In 13:13 Paul warns about the deeds of darkness: “Let us behave properly as in the day, not in carousing and drunkenness, not in sexual promiscuity and sensuality, not in strife and jealousy.” Paul lists three couplets of the old uniform:
(1) Party sins (“carousing and drunkenness”). Drinking to excess has become rather popular among believers today. My question is: If you knew that Jesus Christ was going to return today would you abuse alcohol? Would you allow yourself to become intoxicated to the point that you may unintentionally do something foolish?
(2) Bedroom sins (“sexual promiscuity and sensuality”). If you knew that Jesus Christ was going to return today would you be sexually immoral by sleeping with your boyfriend or girlfriend or someone who is not your spouse? Would you look at porn or open up a questionable website? Would you carry on an emotional affair or flirt with someone of the opposite sex? Perhaps you’re saying to yourself, “I’m not a party animal, nor am I sexually immoral. I can check both of those sins off. I’m not guilty.” However, Paul is not done.
(3) Social sins (“strife and jealousy”). There are many who would be shocked at the thought of drunkenness, immorality or sexual looseness, but seem not to be shocked at all by strife and jealousy. Paul probably adds these sins to humble us all and prepare us for Christ’s return by living a life that is above reproach.
Paul cannot end on a negative note. So he concludes in 13:14 by saying: “But put on the Lord Jesus Christ, and make no provision for the flesh in regard to its lusts.” The righteous life is putting on Jesus like a suit of clothes. It is abiding in Him and living out His life. Paul instructs us to “make no provision for the flesh in regard to its lusts.” The term that is rendered “provision” (pronoia) implies forethought, planning, and activity. In Greek literature outside the New Testament, the term is used of a premeditated crime. Sin seldom just happens; most of the time it is premeditated. Sin is a link in a chain of events. When we surrender to the lusts of our flesh, it is often not a sudden collapse, but rather the culmination of a process. The sins of our flesh are those sins about which we have given much thought and for which we have made provision. If we are to be victorious over sin and the flesh, we must cease to make provision for it.
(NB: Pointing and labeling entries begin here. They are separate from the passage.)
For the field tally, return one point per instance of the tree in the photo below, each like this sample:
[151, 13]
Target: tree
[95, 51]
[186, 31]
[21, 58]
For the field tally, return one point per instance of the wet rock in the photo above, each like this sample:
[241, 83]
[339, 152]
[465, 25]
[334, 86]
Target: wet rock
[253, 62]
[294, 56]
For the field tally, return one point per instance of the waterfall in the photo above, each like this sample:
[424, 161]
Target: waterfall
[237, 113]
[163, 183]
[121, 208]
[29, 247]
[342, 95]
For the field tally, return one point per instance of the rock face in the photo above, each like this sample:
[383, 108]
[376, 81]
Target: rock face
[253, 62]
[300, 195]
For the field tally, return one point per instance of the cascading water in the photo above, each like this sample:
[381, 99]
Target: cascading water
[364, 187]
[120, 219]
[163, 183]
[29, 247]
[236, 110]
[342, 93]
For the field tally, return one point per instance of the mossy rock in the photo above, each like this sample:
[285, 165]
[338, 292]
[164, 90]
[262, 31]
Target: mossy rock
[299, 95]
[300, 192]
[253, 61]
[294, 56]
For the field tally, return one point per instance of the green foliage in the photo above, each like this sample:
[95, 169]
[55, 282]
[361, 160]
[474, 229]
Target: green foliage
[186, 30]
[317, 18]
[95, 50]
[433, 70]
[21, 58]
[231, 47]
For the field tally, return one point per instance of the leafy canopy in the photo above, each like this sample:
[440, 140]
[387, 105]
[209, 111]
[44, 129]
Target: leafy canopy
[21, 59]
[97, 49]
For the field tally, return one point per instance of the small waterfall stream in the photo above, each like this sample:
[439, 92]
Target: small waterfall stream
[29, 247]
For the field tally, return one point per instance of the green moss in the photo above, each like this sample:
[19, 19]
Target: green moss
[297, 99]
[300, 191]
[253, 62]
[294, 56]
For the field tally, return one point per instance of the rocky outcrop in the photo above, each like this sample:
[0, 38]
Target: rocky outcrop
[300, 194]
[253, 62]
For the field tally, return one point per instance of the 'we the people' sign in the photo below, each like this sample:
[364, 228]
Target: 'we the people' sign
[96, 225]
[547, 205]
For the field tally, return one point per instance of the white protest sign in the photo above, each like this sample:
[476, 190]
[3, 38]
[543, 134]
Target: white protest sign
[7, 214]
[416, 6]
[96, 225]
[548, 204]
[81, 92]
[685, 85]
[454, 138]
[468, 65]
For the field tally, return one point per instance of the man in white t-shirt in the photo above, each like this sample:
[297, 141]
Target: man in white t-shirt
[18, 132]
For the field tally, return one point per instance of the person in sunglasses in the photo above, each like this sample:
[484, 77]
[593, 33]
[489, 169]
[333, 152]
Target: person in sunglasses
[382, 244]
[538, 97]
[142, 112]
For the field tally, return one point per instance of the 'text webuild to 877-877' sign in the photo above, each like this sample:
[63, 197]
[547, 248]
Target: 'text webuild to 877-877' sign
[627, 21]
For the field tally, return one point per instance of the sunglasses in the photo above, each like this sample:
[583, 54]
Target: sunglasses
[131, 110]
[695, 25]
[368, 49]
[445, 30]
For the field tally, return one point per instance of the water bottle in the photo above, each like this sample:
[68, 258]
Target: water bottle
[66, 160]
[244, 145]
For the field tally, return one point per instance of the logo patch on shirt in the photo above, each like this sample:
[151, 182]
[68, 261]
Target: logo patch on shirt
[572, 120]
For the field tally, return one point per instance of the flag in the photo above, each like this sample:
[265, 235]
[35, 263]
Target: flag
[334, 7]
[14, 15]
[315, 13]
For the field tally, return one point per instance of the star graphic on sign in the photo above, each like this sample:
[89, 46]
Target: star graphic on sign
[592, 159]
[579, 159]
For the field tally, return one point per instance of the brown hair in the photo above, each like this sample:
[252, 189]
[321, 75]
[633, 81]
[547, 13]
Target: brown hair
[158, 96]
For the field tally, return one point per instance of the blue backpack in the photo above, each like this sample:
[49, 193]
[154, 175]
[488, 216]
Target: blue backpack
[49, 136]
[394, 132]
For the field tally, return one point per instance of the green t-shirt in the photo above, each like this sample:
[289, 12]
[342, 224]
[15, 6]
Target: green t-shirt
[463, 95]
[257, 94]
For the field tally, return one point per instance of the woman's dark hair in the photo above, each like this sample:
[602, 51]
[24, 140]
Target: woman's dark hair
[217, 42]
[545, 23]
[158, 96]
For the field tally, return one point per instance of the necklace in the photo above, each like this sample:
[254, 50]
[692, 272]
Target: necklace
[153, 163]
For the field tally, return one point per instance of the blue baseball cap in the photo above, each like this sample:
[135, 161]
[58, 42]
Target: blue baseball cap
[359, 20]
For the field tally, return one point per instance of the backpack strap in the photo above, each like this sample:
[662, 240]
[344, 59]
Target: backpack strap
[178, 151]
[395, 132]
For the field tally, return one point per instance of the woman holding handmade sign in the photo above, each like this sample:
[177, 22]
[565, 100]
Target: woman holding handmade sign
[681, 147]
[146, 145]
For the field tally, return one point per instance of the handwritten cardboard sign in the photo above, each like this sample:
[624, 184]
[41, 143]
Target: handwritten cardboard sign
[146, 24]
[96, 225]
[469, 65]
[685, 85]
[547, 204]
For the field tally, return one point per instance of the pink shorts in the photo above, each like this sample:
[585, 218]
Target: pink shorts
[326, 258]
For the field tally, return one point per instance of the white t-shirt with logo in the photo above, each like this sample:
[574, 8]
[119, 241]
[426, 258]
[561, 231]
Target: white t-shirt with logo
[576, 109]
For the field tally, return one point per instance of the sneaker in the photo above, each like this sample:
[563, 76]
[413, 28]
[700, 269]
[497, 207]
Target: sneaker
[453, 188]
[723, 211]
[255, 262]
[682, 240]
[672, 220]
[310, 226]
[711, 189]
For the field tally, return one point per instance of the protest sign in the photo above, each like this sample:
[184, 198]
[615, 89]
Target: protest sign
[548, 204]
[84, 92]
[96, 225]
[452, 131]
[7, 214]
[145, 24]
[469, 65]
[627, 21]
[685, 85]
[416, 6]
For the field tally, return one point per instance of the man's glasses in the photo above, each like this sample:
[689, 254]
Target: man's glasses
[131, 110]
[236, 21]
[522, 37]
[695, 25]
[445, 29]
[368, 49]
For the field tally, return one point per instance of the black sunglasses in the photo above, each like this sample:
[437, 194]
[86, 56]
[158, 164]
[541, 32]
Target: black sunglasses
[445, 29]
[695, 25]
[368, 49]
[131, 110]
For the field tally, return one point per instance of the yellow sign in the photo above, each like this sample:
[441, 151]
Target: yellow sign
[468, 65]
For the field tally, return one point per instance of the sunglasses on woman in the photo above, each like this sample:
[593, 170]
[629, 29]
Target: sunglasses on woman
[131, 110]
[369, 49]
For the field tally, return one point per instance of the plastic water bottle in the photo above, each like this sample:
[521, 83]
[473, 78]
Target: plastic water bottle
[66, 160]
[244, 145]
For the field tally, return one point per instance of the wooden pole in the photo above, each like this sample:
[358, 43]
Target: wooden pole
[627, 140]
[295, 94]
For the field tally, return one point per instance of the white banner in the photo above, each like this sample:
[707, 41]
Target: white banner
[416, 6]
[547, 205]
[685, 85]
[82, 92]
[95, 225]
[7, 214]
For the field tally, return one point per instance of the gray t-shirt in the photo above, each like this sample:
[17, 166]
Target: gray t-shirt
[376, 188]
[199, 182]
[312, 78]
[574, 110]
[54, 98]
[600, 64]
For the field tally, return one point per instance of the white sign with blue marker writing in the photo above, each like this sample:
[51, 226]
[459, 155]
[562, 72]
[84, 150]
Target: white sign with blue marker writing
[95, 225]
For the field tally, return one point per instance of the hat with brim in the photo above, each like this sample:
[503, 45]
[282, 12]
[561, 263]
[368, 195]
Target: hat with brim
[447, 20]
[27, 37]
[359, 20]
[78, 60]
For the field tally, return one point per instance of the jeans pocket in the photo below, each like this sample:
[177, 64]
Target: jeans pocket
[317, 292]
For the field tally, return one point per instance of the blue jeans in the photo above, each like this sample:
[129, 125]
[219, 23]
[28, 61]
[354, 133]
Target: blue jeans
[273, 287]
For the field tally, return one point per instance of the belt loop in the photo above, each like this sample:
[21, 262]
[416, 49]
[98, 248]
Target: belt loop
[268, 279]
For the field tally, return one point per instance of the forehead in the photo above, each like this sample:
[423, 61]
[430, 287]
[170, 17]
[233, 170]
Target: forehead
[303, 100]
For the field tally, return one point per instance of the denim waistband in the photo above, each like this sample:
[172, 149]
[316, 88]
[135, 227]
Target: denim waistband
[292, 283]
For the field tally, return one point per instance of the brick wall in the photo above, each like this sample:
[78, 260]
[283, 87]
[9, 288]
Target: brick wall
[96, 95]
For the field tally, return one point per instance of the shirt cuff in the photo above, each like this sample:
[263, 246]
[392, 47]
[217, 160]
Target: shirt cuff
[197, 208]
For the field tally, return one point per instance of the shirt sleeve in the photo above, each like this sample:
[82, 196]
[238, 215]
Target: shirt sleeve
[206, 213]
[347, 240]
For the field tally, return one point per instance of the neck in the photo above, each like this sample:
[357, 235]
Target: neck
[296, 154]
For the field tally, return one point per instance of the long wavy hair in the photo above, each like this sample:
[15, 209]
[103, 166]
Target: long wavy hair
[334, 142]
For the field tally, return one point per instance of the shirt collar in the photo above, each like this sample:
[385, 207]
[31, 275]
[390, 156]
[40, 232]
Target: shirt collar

If you are a student of church history, you will not want to forget Romans 13:14. This verse led to the conversion of Augustine. Discouraged by his inability to overcome sexual sin (cf. 13:13), he one day heard a child at play call out, “Take up and read.” Picking up a copy of Romans, his eye fell on this verse. God convicted him of the reality both of his sin and of salvation, and he was converted.
If you are a student of Scripture and want to make your mark on history, you will not want to forget this verse. Romans 13:14 has the power to set you free from a life of sin. Today, put on the Lord Jesus Christ. Ask Him to help you overcome your sin. Make no provision for whatever sin is plaguing your flesh. Stop gratifying your flesh; instead, gratify your inner man with Jesus. You have dual citizenship. You are a citizen of earth, but you are a pilgrim, a sojourner who is just traveling through. You are on your way to your heavenly home because you are first and foremost a citizen of heaven. So act like it! Jesus has given you all the power you need.